2. Counter wrap .010 lead wire from this point forward leaving plenty of room behind hook eye. Bring thread to hook bend.

 3. Pull some pheasant tail fibers off a canter tail of a pheasant. I use the fibers that has the brownish fuzzy ends. Maybe around 8 to 10 fibers. Measure the tips for the tail at 3/4 the hook length. Tie down fibers at bend as shown.

 4. Tie in copper wire. A couple of wraps behind the pheasant strands and a few wraps in front. Bring thread to just in front of lead wire.

 5. I use a wire clamp tool and grab the pheasant tail fibers by the ends. I’ll twist the fibers a turn just before wrapping the body.
 6. Wrap over the copper wire and then wind the fibers forward with even tight wraps. If the fibers start splitting apart twist the fibers with the tool as you go.
When you get in front of the lead wire tie off and clip ends.

7. Counter wrap the copper wire in open wraps to where you tied in the pheasant tail body. Counter wrapping will keep the fibers from coming apart from the fish teeth. Clip off wire and secure.

8. Bring thread about 1/3 back from the hook eye.

9. Measure about 7-8 pheasant tail fibers the length of the hook.

 10. Tie down fibers 1/3 way back from the hook eye
Trim loose ends of fibers and secure. Bring thread back to right in front of fibers.

11. Tie in two strips of peacock herl. Bring thread to just shy of hook eye.

12. Wrap herl, one wrap in front of other, to thread and tie down.

 13. Trim herl and bring thread right behind hook eye.

14. Fold loose pheasant tail fibers forward over herl to hook eye. Try to lay them flat as you secure with a few of thread wraps.

15. Spit pheasant tail end in front of hook eye.

16. With thumb and finger push the loose fibers back along side of thorax and secure behind hook eye.
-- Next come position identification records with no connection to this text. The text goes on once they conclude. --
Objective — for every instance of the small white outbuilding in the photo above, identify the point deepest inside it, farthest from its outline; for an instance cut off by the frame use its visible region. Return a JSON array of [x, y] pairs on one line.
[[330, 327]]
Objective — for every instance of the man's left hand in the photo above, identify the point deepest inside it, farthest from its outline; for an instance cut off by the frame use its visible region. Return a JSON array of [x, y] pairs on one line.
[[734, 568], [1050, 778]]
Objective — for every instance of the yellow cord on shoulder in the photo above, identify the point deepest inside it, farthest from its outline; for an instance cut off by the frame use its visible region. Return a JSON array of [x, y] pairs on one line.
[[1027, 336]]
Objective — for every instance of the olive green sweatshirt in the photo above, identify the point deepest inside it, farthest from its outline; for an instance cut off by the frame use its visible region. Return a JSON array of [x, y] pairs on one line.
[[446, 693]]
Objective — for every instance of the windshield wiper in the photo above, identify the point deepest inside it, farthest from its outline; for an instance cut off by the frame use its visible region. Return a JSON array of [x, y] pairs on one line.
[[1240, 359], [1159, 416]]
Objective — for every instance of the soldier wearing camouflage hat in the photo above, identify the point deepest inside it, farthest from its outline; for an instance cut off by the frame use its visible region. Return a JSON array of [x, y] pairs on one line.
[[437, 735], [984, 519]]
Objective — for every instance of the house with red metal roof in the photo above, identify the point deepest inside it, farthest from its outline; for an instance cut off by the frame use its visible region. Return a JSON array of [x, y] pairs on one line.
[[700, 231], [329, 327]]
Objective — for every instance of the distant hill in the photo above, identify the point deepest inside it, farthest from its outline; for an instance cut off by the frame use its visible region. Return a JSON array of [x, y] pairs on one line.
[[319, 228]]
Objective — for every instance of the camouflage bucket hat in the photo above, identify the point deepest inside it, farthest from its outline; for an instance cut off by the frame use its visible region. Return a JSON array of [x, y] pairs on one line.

 17. I use a half hitch tube, with two turns of the thread, to slide the thread behind hook eye. Or you can whip finish.
I add head cement to thread head and if you want coat wing pad with head cement or rod varnish.


Wednesday, February 18, 2015

Dt's Ant

Aunt Vis

  For the past few years I’ve been looking for an ant pattern that was easy to tie, fit the profile and was easy to see. I’ve tried my hand at tying something up but failed for some time. I finally came up with this and after showing it on a fly tying sight people liked it so I decided to do a tutorial on it. 

Aunt Vis

 Material; Not much. Trim a narrow piece of black closed cell foam, a good grade of black hackle 1 size undersize, a good pair of scissors and Zap a Gap is important.

Hook; #16 94840 Mustad
Thread; Black 8/0
Underbody; Closed cell foam, mid hook shank to back to bend
Abdomen; Black closed cell foam
Legs; black hackle to fit size #18 hook
Wing; white poly
Thorax; black closed cell foam

1. Thread base hook shank and bring thread about mid point on hook shank. Add Zap a Gap glue on top of thread. (this will hold foam in place)

2. Tie down closed cell foam towards back of hook to bend. Bring thread back to tie in point.

3. Abdomen. Fold cell foam over underbody and tie down.

4. Thread over a small section of the cell foam forming a narrow section between abdomen and thorax.
Tie in black hackle up against abdomen with hackle extending over hook bend.

5. Legs. Usually one or two wraps of good grade hackle is all you need for legs.

6. Wing post. Bring thread just behind loose cell foam and tie in wing post angling back through legs.

7. Bring thread just in front of loose foam and wrap thread to just shy of hook eye.

8. Thorax. Fold foam towards hook eye and tie down behind hook eye.

10; Finished ant

Here you can trim wing post to the length you want. Take a black permanent marker and cover wing post ends on thorax. Trim any excess to get a good profile of the ant. I always add a dab of head cement on finished head thread.